NOVEL QUINAZOLINE-CHALCONE HYBRIDS AS ANTIPLASMODIUM AGENTS: SYNTHESIS, BIOLOGICAL EVALUATION AND MOLECULAR DOCKING

Development of new antiplasmodial molecular scaffold is an urgent need to overcome the problem of resistance against the malaria parasite. A series of quinazoline-chalcone hybrids, covalently linked by amine linkage were synthesized in a convenient way starting from commercially available 2-amino benzoic acid in a five step process. Synthesized hybrids evaluated for in vitro antimalarial activity against CQ-sensitive (MRC-2) and CQ-resistant (RKL-9) P. falciparum strains.

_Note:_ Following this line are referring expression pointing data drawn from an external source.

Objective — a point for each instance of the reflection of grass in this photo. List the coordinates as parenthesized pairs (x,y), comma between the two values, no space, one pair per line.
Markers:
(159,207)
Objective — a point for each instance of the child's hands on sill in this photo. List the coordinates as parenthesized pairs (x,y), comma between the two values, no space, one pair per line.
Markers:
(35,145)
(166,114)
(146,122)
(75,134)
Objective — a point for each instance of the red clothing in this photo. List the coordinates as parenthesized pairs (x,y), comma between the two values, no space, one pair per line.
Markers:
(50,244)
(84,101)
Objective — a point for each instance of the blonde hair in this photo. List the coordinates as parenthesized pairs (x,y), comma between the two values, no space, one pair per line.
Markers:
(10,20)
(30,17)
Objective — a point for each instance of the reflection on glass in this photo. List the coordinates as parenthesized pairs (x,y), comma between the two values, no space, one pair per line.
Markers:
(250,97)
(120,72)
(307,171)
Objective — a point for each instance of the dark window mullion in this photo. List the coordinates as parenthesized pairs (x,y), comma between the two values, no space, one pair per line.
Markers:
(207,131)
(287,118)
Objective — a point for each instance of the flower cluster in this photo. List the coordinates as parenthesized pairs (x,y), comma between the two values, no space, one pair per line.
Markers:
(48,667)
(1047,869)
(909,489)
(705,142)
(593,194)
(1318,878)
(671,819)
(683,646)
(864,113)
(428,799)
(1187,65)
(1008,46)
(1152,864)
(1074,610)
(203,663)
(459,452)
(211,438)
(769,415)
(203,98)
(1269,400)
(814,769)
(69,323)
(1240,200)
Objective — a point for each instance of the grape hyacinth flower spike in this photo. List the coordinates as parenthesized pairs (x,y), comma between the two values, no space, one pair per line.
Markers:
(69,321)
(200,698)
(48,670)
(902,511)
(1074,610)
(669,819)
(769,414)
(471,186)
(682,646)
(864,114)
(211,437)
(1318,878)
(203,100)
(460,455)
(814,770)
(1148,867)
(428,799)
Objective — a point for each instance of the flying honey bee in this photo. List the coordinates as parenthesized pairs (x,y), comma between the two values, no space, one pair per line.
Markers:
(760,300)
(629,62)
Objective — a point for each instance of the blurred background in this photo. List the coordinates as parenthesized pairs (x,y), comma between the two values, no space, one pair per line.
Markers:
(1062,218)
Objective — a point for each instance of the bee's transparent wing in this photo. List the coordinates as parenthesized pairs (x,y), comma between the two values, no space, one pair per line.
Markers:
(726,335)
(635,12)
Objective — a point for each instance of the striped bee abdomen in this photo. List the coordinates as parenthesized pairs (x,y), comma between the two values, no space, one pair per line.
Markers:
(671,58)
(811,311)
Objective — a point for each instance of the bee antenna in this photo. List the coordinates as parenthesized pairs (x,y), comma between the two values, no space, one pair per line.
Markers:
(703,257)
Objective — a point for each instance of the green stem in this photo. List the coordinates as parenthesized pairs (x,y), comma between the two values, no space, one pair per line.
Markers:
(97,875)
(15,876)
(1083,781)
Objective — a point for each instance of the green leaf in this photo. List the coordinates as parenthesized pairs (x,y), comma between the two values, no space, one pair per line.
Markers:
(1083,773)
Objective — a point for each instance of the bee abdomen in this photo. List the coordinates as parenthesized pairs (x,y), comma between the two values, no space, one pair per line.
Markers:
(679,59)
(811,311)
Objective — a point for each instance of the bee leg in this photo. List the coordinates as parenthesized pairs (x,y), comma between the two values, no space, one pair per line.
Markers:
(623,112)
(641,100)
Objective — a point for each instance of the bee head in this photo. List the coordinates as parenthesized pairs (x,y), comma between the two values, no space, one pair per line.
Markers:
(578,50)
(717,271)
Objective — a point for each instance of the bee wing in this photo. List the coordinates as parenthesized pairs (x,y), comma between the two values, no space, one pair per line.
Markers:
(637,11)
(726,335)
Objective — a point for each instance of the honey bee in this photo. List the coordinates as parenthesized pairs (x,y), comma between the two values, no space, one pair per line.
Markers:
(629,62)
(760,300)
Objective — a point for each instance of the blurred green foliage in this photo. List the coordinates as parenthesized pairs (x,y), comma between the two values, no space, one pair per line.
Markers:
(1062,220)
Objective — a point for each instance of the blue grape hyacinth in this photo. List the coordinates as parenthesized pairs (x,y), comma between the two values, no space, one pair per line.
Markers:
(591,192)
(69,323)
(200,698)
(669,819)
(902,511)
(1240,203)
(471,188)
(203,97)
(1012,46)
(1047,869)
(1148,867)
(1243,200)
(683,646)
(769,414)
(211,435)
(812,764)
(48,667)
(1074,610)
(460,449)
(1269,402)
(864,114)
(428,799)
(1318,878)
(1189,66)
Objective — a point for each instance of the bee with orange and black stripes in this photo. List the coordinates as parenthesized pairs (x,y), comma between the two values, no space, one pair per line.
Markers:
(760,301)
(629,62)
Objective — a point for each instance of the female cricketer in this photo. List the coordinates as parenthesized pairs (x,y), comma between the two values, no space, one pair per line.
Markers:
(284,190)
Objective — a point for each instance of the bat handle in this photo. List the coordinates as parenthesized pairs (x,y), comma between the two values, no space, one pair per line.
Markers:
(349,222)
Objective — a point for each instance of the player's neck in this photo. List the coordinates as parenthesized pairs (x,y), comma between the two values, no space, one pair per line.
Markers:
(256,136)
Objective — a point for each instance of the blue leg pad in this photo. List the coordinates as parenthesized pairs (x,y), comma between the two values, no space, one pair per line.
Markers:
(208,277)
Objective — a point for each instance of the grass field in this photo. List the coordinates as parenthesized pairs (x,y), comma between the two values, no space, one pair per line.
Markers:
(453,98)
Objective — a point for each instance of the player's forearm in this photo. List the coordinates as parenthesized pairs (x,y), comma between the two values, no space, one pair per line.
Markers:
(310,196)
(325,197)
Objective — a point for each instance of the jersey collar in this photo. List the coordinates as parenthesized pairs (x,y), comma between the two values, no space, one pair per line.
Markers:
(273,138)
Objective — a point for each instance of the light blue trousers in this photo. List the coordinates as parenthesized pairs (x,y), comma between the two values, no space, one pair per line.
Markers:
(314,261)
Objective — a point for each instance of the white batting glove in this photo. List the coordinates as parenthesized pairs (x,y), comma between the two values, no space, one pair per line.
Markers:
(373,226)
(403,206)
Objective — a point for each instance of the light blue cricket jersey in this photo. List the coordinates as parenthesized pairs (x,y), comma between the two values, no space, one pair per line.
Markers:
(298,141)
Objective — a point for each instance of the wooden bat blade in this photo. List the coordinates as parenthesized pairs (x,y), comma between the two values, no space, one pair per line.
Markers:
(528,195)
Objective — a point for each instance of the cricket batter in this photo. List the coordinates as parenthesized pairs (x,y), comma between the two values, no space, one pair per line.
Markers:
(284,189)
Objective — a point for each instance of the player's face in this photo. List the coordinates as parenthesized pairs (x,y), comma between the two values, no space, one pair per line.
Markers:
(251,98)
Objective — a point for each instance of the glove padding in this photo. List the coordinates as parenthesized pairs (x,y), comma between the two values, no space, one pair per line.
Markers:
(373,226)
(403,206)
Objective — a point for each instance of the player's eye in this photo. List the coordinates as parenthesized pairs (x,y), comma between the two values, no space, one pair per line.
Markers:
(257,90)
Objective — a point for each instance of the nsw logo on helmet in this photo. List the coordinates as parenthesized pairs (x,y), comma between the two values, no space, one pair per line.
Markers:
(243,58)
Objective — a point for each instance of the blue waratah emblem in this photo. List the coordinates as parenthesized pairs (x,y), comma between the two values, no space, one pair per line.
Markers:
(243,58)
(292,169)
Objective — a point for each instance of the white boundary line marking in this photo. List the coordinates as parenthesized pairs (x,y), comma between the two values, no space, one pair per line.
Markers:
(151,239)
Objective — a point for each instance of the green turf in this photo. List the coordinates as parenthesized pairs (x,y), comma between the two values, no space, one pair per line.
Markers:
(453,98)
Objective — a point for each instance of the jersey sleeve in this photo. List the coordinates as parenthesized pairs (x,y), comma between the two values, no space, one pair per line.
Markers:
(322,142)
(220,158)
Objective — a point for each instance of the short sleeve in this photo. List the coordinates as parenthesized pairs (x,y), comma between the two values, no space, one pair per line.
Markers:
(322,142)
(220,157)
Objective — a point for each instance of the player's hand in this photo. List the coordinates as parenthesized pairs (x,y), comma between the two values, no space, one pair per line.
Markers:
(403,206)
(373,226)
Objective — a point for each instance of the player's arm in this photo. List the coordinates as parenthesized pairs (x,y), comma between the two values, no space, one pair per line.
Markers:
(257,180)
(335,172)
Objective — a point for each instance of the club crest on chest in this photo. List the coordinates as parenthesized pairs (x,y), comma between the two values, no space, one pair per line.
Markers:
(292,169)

Nine out of sixteen compounds found to be more potent to chloroquine against CQ-sensitive strain (MRC-2) and six compounds observed to be more or equipotent to chloroquine against CQ-resistant strain RKL-9. The in vitro cytotoxicity study performed on the human HepG2 cell line and the selectivity index found in ranges from 4 to 203 against CQ-resistant strain RKL-9. In vitro heme crystallization inhibition assay was carried out where most of the synthesized hybrids showed considerable inhibition of β-hematin formation suggesting that compounds are strongly interfering with the hemozoin formation in parasites. Further, molecular docking study against the cysteine protease falcipain-2 was performed to explore the binding affinity and orientations between between the hybrids and the target enzyme. ASN21 and CYS22 amino acids of protein act as hydrogen bond donor region facilitate hydrogen bonding with ligand. Overall, findings support the antimalarial potential of quinazoline-chalcone hybrids.